Is it time for a turnaround for Qurate Retail (Qurate Retail Stock Quote, Charts, News, Analysts, Financials NASDAQ:QRTEA)? 

Colorado-based digital business conglomerate Qurate Retail has seen its share price drop from upwards of $13 per share as of mid-2021, but the stock has been in free-fall ever since, sliding into sub-$1.00 territory over the past few months.

Where QRTEA goes after this is unclear, but getting a grasp of the company’s long and colourful history is important in charting its path ahead.

Liberty Interactive began in the early ‘90s as a subsidiary of Tele-Communications Inc, with a focus on the cable TV service provider industry.
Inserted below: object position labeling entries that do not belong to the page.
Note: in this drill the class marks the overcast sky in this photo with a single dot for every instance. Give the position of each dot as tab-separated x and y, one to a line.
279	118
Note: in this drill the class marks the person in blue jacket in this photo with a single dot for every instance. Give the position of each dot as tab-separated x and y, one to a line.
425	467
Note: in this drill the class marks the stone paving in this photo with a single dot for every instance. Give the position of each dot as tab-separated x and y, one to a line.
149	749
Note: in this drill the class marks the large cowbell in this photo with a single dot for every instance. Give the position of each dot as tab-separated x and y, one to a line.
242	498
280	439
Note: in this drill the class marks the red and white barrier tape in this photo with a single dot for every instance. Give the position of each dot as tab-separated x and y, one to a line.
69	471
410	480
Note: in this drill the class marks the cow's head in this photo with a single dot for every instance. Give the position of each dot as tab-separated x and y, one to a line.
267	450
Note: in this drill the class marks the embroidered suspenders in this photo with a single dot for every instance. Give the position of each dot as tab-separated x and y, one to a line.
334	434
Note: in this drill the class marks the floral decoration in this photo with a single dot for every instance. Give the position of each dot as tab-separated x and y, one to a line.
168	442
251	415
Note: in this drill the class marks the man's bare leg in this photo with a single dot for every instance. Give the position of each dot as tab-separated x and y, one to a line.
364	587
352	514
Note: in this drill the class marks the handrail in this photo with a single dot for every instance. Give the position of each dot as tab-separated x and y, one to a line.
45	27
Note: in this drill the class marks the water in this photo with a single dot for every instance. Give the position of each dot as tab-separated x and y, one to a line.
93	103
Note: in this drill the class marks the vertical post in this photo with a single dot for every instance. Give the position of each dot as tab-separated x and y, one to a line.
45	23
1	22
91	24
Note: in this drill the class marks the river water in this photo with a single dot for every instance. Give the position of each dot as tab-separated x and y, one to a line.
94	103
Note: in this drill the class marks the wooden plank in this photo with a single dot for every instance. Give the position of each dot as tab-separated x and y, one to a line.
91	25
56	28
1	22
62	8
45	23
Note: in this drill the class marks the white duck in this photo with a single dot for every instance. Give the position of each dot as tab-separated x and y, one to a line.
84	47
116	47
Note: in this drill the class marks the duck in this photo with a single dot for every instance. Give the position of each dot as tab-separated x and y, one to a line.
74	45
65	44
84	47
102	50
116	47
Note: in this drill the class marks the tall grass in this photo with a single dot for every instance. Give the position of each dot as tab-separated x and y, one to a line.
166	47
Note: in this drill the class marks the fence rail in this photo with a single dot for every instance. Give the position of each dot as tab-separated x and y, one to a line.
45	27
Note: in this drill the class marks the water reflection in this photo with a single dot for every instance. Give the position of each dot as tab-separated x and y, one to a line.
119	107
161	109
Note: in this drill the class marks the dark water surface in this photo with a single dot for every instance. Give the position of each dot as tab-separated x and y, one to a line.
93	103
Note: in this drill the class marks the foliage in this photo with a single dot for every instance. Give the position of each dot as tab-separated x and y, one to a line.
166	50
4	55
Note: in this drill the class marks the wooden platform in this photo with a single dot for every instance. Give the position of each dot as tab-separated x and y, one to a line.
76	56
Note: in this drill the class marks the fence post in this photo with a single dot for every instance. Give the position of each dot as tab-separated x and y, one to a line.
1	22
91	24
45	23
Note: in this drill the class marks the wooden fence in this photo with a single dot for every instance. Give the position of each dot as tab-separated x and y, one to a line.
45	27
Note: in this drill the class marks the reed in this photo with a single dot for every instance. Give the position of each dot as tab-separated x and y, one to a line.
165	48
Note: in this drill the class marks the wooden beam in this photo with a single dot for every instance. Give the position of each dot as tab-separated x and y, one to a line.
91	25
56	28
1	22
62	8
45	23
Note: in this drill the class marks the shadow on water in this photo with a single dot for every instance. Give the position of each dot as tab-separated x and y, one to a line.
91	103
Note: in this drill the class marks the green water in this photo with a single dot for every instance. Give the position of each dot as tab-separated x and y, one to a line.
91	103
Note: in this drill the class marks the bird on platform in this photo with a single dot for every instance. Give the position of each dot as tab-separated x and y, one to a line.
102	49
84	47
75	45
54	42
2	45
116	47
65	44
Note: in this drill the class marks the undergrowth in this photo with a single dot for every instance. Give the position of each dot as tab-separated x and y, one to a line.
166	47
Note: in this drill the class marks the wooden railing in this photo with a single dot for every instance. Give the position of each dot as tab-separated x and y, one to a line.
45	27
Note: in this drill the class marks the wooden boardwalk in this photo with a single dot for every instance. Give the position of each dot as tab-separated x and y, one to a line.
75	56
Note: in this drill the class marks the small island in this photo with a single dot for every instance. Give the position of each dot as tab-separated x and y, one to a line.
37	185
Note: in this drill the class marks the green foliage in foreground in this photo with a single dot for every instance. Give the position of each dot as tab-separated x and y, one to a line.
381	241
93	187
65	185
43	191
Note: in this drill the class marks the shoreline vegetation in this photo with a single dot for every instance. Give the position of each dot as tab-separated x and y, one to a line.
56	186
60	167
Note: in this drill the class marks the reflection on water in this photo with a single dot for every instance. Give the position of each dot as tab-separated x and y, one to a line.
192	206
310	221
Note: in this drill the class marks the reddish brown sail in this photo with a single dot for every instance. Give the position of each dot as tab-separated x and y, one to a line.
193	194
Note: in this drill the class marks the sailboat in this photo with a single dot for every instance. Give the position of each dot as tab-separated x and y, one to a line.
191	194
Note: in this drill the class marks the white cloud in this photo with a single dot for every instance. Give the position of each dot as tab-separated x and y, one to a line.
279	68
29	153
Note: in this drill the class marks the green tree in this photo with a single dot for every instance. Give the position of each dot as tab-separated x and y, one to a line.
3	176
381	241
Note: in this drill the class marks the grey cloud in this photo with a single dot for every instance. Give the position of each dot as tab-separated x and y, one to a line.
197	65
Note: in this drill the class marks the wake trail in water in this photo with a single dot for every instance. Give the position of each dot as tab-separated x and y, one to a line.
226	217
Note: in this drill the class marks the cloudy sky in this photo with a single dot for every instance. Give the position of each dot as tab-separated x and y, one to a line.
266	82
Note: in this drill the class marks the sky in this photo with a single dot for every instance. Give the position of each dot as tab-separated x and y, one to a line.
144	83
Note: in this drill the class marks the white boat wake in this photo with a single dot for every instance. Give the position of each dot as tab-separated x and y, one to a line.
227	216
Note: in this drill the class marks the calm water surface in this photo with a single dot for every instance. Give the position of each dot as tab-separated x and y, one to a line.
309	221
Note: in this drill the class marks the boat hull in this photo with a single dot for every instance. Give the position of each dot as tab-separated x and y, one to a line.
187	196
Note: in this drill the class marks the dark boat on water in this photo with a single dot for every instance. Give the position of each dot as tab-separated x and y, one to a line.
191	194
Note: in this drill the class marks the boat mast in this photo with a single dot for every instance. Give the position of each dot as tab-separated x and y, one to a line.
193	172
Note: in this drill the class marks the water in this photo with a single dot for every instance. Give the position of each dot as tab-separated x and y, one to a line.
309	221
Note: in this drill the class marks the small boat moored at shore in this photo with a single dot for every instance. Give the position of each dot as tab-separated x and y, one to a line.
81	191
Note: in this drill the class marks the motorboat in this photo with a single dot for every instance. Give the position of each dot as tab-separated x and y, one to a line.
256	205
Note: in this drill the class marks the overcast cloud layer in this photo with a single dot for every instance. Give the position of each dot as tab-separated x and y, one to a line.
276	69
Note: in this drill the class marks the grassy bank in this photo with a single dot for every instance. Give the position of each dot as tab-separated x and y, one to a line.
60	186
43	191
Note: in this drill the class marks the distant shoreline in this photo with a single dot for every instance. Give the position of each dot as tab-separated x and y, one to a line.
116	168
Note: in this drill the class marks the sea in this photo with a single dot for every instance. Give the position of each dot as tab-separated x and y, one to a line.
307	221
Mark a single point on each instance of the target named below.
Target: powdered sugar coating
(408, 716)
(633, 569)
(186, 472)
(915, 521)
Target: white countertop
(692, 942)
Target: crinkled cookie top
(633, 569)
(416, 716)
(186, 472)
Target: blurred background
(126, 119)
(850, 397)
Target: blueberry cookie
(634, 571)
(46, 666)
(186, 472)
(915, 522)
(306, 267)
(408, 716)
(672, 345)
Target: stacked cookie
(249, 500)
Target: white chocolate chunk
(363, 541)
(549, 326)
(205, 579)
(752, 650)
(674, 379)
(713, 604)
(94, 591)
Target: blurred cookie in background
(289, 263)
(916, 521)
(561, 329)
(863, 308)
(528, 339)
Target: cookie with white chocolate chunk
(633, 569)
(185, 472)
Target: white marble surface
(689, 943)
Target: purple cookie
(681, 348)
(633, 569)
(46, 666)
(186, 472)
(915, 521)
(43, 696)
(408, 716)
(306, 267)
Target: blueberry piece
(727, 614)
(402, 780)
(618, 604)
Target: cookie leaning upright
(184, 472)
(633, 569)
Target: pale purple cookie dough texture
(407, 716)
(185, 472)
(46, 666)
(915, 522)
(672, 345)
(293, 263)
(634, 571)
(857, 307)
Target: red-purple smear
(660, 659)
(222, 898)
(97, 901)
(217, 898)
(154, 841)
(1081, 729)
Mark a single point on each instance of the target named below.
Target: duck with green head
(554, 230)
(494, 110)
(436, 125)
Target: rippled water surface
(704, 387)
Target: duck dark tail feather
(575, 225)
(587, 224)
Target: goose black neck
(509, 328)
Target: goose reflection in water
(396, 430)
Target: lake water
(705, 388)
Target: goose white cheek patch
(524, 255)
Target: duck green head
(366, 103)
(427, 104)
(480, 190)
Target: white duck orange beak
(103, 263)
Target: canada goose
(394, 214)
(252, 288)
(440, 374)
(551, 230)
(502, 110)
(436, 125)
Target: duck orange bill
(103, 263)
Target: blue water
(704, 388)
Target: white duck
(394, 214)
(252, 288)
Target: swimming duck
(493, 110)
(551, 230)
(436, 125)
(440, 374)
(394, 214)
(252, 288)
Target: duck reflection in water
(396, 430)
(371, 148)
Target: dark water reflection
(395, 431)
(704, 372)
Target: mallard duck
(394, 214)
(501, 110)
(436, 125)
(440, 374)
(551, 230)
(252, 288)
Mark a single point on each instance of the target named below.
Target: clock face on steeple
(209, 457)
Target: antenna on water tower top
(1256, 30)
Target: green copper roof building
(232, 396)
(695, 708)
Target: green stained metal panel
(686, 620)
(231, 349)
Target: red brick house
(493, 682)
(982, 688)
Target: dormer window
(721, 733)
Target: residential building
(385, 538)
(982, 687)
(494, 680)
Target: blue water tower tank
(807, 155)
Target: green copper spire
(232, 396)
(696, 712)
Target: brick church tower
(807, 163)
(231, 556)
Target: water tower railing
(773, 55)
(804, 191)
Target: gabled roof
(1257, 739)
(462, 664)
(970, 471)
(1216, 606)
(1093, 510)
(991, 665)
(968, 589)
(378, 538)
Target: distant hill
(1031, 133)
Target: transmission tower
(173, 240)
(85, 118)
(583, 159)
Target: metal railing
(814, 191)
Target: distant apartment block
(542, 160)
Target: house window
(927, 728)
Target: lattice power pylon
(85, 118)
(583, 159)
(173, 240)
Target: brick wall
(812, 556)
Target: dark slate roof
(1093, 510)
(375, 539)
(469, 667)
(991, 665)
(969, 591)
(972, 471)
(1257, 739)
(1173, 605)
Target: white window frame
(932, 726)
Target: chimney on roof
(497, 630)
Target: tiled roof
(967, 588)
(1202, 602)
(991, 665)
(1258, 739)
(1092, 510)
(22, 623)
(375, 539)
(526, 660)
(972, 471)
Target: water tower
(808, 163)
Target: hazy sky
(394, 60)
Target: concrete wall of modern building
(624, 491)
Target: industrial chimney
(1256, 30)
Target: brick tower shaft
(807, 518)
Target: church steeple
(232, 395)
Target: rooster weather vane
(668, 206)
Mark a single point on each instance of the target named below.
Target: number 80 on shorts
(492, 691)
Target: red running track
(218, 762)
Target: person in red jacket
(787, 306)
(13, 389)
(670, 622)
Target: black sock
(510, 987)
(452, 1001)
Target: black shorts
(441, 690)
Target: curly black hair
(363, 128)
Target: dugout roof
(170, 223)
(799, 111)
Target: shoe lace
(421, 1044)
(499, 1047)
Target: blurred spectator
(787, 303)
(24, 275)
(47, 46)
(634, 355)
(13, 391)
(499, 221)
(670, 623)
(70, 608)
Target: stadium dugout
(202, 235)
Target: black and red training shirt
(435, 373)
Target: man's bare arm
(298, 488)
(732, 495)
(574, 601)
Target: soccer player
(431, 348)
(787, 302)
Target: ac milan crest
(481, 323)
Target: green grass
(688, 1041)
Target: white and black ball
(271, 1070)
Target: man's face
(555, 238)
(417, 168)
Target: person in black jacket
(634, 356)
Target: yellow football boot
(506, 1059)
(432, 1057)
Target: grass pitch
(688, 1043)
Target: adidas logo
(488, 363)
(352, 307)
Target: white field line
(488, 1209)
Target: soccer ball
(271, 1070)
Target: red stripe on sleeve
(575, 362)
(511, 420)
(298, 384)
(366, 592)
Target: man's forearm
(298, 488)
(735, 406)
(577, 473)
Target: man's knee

That grew into the early phases of e-commerce in the late 1990s and early 2000s, where Liberty acquired a wide range of businesses, including online shopping platforms QVC and the Home Shopping Network (HSN) and interests in travel sites Expedia and TripAdvisor. The latter were spun out in the mid-2010s, while Liberty took on zulily, online retailer for flash sales and daily deals and geared at women shoppers. 

In 2017, Liberty rebranded as Qurate Retail and acquired e-commerce platforms in Ballard Designs and then interests in ILG and FTD and later Cornerstone. More recently, Qurate made the big decision earlier this year to sell zulily, which had gone through restructuring, a reduction in workforce and recent declines in revenue. The company said it aims to sharpen its focus now on a few key ingredients to the Qurate ecosystem.

“[The zulily divestiture] will allow our management team to better focus on our core video commerce assets, QVC and HSN, and the Cornerstone Brands, while preserving liquidity to further strengthen our balance sheet,” said President and CEO David Rawlinson in a press release in late May.

Qurate beat analysts’ expectations in its latest earnings report, with the market reacting by lifting the stock over 25 per cent in trading in early May. Quarterly earnings for the company’s Q1 were $0.05 per share compared to $0.00 per share a year earlier, whereas analysts had on average been expecting a loss of $0.08 per share. 

Revenue was also a surprise to the upside at $2.64 billion compared to $2.56 billion called for by the Street.

“Our turnaround is underway and we expect to see material improvement in our profitability in the back half of this year,” said Rawlinson in a press release. “We continue to have strong liquidity and believe our capital structure has the runway to get us through this transition.”